Chris Daughtry spoke to Get Ready to ROCK! Radio from deepest Virginia in August 2014. In this edit he chats about American Idol and his album releases. (6:07)
Six months on from a pair of shows at Shepherds Bush Empire, Chris Daughtry and his band made good on their promise to return to the UK sooner than anyone expected, and the 4000 capacity historic Roundhouse, packed with primarily a younger fan base, was full to capacity.
Even in that short space of time there had been changes to the stage show with a new drummer, Jamal Moore, and the drum kit that used to sit centre stage with the band’s logo shunted out to the right to make way for a video backdrop.
Support came from a young Irish band the Whereabouts, who with their mop tops, suits and punchy R n B could have been stuck in a 1964 timewarp of the early Stones, Yardbirds and the Animals. Despite the retro nature of their performance, right down to the singer playing some blues harp on ‘Don’t Bring Me Down’, their vitality suggested they could be a band to watch.
In the interval, rather than the standard AC/DC between set music, we were ‘treated’ to half an hour of hip hop with brief samples of rock classics, which was more akin to being tortured in a prisoner of war camp than waiting for a gig to start.
Moreover as Daughtry opened with the title track from current album Baptized and ‘Feels Like Tonight’, the sound remained at ear splitting levels and, as so many bands do these days, seemed to be being ‘enhanced’ by sampled beats.
Once I became attuned to it, I enjoyed the first album classics ‘Over You’ and ‘It’s Not Over’, with Chris working the crowd as the front reached out to touch him while ‘Renegade’ showed that, in spite of the poppier direction they are taking, the band still have it in them to rock aggressively and give contemporaries like Shinedown a run for their money.

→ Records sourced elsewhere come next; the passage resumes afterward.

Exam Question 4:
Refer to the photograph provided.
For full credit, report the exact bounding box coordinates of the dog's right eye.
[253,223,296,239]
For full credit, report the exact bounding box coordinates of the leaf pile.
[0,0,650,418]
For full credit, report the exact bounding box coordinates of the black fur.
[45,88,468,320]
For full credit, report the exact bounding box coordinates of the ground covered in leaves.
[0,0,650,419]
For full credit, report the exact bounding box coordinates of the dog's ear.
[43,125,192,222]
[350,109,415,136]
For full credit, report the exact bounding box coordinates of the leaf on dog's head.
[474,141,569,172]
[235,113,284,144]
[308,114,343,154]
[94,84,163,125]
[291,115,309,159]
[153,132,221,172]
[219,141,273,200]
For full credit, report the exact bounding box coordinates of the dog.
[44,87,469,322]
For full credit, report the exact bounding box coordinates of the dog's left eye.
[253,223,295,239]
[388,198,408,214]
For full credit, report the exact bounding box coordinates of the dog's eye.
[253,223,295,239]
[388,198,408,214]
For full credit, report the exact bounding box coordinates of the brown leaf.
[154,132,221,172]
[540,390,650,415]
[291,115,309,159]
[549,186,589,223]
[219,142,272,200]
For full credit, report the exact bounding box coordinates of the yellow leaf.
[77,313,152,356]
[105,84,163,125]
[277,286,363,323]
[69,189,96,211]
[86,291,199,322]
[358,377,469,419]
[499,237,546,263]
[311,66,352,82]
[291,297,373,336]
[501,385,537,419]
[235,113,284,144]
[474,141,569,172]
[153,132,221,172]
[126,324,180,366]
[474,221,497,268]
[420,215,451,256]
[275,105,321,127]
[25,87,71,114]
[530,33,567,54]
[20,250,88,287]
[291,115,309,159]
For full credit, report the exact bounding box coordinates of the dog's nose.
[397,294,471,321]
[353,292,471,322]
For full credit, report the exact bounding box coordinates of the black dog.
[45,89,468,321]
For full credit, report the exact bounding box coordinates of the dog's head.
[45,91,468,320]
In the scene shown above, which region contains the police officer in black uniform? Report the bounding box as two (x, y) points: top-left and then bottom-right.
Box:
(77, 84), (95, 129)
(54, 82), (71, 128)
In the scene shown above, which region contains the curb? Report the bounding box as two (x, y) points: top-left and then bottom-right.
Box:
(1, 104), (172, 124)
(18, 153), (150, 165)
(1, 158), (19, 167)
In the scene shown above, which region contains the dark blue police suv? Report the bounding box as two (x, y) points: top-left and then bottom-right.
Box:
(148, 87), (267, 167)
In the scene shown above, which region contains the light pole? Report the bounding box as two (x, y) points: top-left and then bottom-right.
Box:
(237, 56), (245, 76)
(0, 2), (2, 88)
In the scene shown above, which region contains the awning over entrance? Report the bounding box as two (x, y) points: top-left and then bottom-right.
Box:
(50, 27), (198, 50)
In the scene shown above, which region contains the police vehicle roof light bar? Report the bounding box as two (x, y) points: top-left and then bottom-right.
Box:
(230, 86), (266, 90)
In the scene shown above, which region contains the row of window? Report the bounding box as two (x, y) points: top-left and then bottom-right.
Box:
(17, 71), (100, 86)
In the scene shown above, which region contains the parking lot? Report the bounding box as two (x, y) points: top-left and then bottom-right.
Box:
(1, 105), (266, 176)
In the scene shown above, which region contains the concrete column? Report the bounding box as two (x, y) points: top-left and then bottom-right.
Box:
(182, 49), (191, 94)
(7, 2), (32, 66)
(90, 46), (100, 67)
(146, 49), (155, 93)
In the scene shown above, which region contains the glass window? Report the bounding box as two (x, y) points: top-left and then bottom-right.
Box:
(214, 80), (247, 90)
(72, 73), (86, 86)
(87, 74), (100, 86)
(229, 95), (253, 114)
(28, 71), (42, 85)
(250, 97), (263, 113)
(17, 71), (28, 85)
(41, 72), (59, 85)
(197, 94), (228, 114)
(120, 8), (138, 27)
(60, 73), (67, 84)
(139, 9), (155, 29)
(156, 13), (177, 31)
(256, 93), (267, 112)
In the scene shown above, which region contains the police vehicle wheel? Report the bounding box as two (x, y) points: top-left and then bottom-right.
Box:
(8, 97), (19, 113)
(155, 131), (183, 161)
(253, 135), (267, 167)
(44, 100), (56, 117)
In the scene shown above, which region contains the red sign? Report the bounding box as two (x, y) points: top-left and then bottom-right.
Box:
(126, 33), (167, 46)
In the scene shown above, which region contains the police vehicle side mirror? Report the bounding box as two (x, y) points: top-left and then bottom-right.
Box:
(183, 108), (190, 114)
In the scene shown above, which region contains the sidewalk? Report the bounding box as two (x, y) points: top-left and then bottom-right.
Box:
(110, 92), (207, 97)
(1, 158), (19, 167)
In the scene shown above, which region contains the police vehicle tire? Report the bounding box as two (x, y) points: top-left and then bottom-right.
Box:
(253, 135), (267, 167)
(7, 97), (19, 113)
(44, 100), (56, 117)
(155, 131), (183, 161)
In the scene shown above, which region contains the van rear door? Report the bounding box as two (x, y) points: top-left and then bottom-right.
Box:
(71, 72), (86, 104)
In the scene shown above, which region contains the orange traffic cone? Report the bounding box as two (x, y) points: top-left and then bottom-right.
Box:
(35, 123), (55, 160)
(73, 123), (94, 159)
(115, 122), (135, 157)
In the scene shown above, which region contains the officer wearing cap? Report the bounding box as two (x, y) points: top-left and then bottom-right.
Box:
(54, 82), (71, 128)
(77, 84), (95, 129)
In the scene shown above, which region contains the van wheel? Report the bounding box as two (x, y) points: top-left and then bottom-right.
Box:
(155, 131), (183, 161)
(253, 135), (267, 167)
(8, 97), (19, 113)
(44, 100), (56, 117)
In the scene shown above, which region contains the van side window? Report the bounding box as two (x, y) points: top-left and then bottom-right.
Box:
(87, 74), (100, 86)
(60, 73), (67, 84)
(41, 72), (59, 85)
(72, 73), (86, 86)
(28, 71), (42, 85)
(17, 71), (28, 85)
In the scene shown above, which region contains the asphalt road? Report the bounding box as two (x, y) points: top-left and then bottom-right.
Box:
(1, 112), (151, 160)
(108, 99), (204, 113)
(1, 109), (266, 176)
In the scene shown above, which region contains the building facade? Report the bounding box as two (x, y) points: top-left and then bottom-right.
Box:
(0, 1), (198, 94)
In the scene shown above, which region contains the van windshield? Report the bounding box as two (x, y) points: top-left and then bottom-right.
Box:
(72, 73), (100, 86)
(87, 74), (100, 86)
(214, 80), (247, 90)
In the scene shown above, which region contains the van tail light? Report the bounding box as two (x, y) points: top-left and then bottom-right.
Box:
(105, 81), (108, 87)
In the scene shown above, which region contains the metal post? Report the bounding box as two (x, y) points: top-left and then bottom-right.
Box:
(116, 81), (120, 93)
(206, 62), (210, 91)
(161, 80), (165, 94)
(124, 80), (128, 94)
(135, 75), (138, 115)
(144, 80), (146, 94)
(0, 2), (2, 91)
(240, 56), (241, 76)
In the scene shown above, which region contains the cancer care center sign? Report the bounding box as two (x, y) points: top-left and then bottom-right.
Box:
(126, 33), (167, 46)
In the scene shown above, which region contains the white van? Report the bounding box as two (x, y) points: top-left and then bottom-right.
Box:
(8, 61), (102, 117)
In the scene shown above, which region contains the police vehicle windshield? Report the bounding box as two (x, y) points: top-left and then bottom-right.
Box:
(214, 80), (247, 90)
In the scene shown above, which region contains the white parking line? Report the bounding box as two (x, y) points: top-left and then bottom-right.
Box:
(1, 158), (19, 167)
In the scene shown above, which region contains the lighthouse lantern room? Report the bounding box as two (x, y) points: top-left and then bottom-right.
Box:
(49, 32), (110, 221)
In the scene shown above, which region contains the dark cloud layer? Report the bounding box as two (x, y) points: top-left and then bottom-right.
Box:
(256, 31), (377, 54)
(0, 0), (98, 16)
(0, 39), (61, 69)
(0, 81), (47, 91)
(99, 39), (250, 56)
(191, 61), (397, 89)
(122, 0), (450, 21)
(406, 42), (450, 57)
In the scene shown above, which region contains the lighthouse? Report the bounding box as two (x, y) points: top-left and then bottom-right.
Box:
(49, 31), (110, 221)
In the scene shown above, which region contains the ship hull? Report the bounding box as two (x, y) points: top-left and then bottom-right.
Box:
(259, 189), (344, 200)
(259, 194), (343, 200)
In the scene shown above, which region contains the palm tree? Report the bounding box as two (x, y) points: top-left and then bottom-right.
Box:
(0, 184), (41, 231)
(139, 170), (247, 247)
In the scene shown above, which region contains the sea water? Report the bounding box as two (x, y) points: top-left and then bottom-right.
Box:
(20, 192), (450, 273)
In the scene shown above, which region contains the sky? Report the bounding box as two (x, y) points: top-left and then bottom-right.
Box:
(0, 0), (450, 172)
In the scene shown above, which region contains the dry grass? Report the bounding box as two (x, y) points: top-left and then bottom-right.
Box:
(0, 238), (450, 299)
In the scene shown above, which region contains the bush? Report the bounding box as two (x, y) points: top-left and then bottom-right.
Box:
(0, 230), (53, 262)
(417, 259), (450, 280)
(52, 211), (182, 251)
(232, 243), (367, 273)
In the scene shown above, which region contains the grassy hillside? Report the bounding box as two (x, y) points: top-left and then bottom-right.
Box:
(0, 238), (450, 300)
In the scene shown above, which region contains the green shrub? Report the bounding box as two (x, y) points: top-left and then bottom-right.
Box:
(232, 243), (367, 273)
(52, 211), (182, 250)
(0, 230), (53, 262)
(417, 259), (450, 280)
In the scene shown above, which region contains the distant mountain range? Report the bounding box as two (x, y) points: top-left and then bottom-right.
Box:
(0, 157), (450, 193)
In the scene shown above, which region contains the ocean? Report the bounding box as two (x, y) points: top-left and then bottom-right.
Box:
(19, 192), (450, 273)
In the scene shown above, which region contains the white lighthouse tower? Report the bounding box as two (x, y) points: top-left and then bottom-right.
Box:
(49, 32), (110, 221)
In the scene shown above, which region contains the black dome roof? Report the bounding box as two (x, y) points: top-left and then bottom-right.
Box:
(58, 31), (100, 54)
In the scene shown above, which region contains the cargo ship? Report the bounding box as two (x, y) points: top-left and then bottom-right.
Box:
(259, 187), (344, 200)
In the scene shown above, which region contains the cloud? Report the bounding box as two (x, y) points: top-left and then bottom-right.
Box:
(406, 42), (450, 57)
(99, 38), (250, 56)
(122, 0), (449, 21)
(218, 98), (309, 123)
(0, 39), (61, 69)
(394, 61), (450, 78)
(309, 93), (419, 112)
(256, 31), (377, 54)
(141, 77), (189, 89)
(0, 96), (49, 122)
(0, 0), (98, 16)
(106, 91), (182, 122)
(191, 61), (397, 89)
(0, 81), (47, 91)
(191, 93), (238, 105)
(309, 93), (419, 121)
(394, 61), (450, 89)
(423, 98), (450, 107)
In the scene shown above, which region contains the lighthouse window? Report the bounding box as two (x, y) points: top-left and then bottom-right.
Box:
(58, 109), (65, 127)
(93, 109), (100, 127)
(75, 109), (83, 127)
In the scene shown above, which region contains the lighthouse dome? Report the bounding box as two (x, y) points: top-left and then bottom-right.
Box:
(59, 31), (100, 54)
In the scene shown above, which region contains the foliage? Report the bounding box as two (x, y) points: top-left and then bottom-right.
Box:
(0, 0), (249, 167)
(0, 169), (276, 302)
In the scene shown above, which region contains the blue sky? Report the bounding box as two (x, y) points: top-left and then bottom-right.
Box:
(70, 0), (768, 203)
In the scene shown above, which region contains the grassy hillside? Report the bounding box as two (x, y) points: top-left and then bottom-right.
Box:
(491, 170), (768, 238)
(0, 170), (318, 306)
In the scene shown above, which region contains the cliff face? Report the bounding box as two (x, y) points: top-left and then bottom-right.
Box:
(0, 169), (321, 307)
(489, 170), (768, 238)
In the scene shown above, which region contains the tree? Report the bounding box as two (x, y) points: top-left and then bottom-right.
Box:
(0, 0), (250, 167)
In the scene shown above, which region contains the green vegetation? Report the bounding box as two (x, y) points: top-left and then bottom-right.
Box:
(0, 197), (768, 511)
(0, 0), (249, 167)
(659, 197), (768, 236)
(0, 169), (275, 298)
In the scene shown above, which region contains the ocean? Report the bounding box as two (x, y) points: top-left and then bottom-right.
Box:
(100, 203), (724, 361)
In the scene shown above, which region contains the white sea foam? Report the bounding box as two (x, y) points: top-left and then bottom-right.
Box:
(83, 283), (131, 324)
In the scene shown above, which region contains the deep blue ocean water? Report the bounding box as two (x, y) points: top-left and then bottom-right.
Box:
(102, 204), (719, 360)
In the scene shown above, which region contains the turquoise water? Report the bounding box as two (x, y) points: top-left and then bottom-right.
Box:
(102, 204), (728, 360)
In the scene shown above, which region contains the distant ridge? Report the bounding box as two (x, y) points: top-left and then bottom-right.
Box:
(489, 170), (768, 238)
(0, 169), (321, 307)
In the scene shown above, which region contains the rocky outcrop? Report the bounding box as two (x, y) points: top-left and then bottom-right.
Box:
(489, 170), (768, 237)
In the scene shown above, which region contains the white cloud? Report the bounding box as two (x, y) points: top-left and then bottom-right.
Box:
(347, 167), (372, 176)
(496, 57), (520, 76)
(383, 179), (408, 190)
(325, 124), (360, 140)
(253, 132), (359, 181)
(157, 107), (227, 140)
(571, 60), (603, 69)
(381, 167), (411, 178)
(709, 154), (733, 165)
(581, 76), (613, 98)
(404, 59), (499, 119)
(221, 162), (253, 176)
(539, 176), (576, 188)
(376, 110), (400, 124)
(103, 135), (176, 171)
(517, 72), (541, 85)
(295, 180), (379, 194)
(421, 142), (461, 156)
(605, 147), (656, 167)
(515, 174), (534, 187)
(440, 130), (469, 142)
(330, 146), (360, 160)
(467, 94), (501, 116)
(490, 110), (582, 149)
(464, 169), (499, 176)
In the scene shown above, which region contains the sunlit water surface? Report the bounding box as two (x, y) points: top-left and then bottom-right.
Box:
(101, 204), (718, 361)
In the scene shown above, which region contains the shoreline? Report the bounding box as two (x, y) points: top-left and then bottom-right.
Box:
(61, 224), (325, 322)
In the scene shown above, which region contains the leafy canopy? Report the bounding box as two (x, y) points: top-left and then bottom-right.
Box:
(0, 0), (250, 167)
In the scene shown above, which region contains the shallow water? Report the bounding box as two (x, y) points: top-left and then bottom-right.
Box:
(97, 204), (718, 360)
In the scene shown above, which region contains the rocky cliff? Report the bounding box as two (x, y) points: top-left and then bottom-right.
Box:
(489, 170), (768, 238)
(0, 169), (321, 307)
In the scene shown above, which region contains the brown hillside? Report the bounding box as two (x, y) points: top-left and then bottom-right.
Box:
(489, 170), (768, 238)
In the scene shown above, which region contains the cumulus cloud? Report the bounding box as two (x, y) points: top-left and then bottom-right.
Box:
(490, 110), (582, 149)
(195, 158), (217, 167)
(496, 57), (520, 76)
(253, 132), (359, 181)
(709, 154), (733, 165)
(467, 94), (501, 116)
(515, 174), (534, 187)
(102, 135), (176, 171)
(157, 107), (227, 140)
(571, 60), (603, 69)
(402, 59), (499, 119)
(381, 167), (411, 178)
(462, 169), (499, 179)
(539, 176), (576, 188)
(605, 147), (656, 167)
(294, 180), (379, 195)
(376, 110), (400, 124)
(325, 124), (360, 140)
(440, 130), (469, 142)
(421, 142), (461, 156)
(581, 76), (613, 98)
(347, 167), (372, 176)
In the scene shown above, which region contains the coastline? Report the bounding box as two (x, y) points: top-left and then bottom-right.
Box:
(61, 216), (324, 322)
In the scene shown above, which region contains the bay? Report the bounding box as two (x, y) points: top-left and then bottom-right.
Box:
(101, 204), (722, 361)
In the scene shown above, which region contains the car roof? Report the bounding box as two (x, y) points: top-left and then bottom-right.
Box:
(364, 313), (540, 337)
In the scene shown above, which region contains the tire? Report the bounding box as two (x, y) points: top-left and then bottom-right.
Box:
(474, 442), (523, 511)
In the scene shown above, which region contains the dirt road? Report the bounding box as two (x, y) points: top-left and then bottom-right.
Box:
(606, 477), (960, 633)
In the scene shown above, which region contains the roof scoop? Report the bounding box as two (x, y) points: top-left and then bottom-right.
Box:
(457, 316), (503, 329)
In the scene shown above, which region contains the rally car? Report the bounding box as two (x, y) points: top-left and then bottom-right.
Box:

Chris appears more than ever to be the sole focus with his band reduced to able sidemen, but is one of the great rock frontmen, radiating an easy charm. As you might expect from someone who came to prominence via American Idol his expressive voice is what ensures their material stands out, and this was best showcased during a mid-song interlude in which he was accompanied only by acoustic guitar, and keyboardist and backing vocalist Elvio Fernandez.
After a stripped back ‘Witness’ from the current album, he did what few others could and emulate Chris Isaak on a cover of ‘Wicked Game’, before playing ‘Start Of Something Good’, dedicated to a couple who used their meet and greet with him to propose to each other!
The newer material is forming an ever greater part of the set, and, using the latest pop tricks, there were earworm singalong refrains to the likes of ‘I’ll Fight’ and ‘Battleships’, with Chris humorously stating that people’s car passengers would be driven crazy on the way home by the ‘boom boom-boom-boom’ chorus of the latter.
The main set ended with the anthemic, mid-tempo ‘September’ and ‘Home’, both to a video backdrop and the type of songs that will be played as the background to TV montages for years to come.
First encore ‘Waiting for Superman’ is arguably the bona fide classic off the new album and people were singing along, while the bizarre foghorn style keyboard on the chorus was stunningly high in the mix. Sadly ‘What About Now’ seemed to have been dropped from the set, so the last song was ‘Long Live Rock n Roll’.
For me this epitomised the paradox – the song namechecks and celebrates the greats – from Joplin and The Stones to Bon Jovi and Van Halen, yet is delivered in a jaunty pop style with the only guitars acoustic ones. Nevertheless the way the Roundhouse was turned into a mass camp fire singalong suggested that my scepticism was a minority verdict.
On a personal level, I regret that Chris Daughtry is moving away from his harder rocking roots into a broader pop sound. But he and his eponymous band still put on an entertaining, arena-worthy show and on this evidence UK crowds are increasingly lapping it up.